Maintaining COVID-19 Compliance
I’m almost certain there isn't a functioning business out there in the world today that hasn’t had to face the intense data collection requirement imposed by COVID-19 regulations, especially as employees return to part-time office-based work.
It may seem rudimentary, but even for sophisticated operations, maintaining COVID-19 compliance in this regard means eating into time and resources that are better spent on their clients and their business.
A simple efficient solution
This tech stack functionality using RedEye WFM and Microsoft Power BI enables organisations to optimise a variety of functions reducing manual resources impact. One example is managing office attendance - a compliance requirement in line with COVID-19 regulations. An organisation can track office entry for their staff through the WFM app. The WFM data can then be exported through an API to serve it to a Power BI dashboard for up to the minute information about team members who are in the office.
All the staff would be required to do is check-in through the RedEye WFM app from their mobile device and attendance data is captured in a compliant manner – the rest of the process is automated from the end user’s perspective.
Above: Data is exported from the RedEye WFM app through GraphQL API in JSON file format and served to dashboards in Power BI for analytics.
How the RedEye WFM + Microsoft Power BI combo can deliver value to businesses
This clever tech solution is simple at heart can deliver big benefits back into businesses.

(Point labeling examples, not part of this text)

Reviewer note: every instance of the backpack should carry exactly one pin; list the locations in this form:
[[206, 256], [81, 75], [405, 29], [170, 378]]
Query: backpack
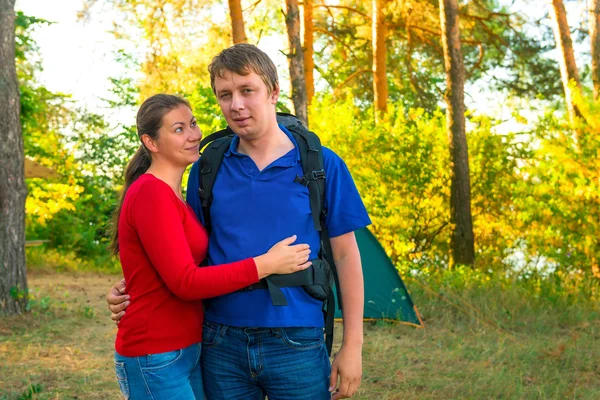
[[318, 279]]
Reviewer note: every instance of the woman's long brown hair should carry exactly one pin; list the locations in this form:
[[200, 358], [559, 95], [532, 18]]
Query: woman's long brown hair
[[148, 122]]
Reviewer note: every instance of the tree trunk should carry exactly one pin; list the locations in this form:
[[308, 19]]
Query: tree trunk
[[237, 21], [568, 68], [309, 62], [594, 10], [460, 196], [380, 86], [296, 60], [13, 279]]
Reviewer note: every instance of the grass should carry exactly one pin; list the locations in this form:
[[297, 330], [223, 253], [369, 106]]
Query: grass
[[493, 343]]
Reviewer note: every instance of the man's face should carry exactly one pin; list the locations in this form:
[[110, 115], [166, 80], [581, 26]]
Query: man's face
[[246, 103]]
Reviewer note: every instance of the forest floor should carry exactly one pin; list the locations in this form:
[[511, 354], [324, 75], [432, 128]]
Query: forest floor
[[63, 348]]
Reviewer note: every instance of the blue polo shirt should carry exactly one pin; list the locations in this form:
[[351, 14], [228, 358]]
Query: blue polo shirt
[[252, 210]]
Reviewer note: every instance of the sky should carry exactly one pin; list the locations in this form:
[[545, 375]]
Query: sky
[[78, 57]]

Time and money associated to reducing resourcing implications means it can eradicate the requirement for personnel to execute these functions manually. This delivers the opportunity to shave tens of thousands of dollars of annual operating costs.
And this stack has risk mitigation benefits as well because leadership can make important decisions about the health and wellbeing of their teams and their office environments, backed by accurate data and delivered with speed.
Being able to rely on usable and valuable data is pivotal - users can see when the office is busiest, or who's in the office that day or on any given day and make decisions about capacity, managing workforce resources relative to core project delivery and business operations.
How do you deploy this?
Using GraphQL to fetch the exact data refines searchability - when you visit search you can pick and choose which columns to include in your search results. This is GraphQL in action - selecting which data fields you want to include. Connecting this API to Power BI means it is running searches and giving back the data fields you requested, facilitating results served for analysis.
In this instance, using GraphQL also solves overfetch and underfetch problems. This avoids overfetching, where there is data in the response which you don't use, or under-fetching where you don’t have enough data and forcing you to call a second endpoint.
Above: Sequence of calls through PowerBI in the R scripting language to deliver data for analysis.
This allows a user to export their WFM data containing jobs, assets, issues, locations and groups in JSON format.
Most work management platforms which gather large and rich data sets struggle to give meaningful access to their user's data, which basically means it’s not being used effectively.
The first benefit of this feature is that it breaks down the barrier between the rich data set and the 3rd party tool (in this case Power BI) without complex and expensive integration work - no additional connectors are required.
The second benefit is that the data is extracted using JSON file format, which supports time series data. This means we aren’t extracting a flat table of information as would be expected using a CSV, rather we have the additional dimension of time which delivers a rich base for analysis. Anything that you see in search can be brought into Power BI for analysis. Once Power BI has the data it can be visualised and analysed on the fly.
By connecting directly to the WFM API instead of using a manual export, the data can be analysed on demand in a near real-time fashion. This entire process can be completed only in 1-5 minutes, depending on the size of the data set.
Early conversations with clients about this integration have highlighted the sort of process efficiency that is possible – from the simplest things like this health and safety workforce management example to streamlining more major business challenges like compliance and maintenance management. This reinforces the value of making your data more usable, available, relevant and secure.